In my last report we were in Cleveland, Ohio heading west on Route 80. From there we starting thinking how boring this was going to be, so after our next overnight on the outskirts of Chicago we decided to take Route 90 further north..
We contacted Greg Herrick (who now owns our 1927 Avro Avian) in Minneapolis, and after passing through Wisconsin and into Minnesota we drove north along the Mississippi. Here we visited Greg's fabulous collection of historic aircraft at the Anoka County airport. He had just returned from Oshkosh where he had six of his aircraft on show.
After a nice dinner we stayed the night at Greg's 100+ year old house, with the boys up until all hours of the morning reliving their many previous flights in vintage aircraft.
Along the way passing through into South Dakota we were seeing more and more cruising bikes. We learnt from the riders that this is the week that the Sturgis Rally was being held, so this gave us a purpose to continue on Route 90. While crossing South Dakota we stayed one night at Chamberlain on the banks of the Missouri River and then the following day we stopped at a Pioneer Auto Show in Murdo. This is a private collection of the Geisler family and is a pioneer village as well as a collection of over 300 cars. Dave Geisler the current owner manager was there to greet us and took a real interest in our Bambino.
On Wednesday night we managed to find some accommodation in Keystone and took the opportunity to go to Mount Rushmore to see the gigantic sculptures of the four presidents' heads. It is very well presented by the National Parks and not over done like a lot of other tourist attractions.
Keystone was an attraction all on it's own, with wall to wall bikes and the riders taking over the entire frontier type tourist town. We were impressed by the cleanliness and behaviour of such a large group of people.
On Thursday morning we drove into Sturgis and spent the morning enjoying the spectacle of hundreds of thousands of bikes of all shapes and sizes. The main road through the town is closed to all cars with only the bikes having access. Every store seems to be selling memorabilia or bike accessories. There are hundreds of stalls along the streets again selling bike-related gear. They get over half a million entrants to the rally which started in 1938 with only 200 riders. When I say we were being passed by thousands of bikes along the interstate it is no exaggeration.
For about a radius of 200 miles around Sturgis for this whole week, there is a huge concentration of people, bikes, trailers, caravans and mobile homes. The majority of bikes are cruising bikes and all fairly new. Most were Harley Davidson with a percentage of Honda Goldwings . We saw no antique bikes and very few sports or trail bikes. Many riders in the burning sun showing large amounts of bright red skin, both male and female, and few wearing helmets just amazed us.
The countryside has been ever changing from the heavily treed hills of Pennsylvania to the corn and potato crops right through to the Missouri River.
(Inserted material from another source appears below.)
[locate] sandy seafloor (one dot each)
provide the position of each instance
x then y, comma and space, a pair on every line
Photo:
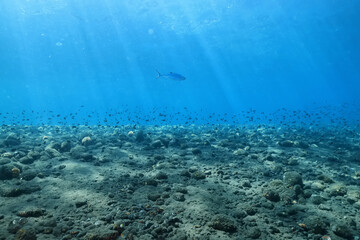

From there the main crop becomes wheat. As we travelled more inland we passed into the grasslands. Here on the Prairie is where the Sioux lived, buffaloes roamed and "Dances With Wolves" was filmed. As you progress through South Dakota you go through the badlands with it's moon like appearance and this is bordered by the pretty Black Hills around Rapid City.
Even in this extreme heat – over 100 degrees - the car has been performing well and Lang and I, although uncomfortable in the heat, find it tolerable as long as we are constantly moving with the air conditioning on!!!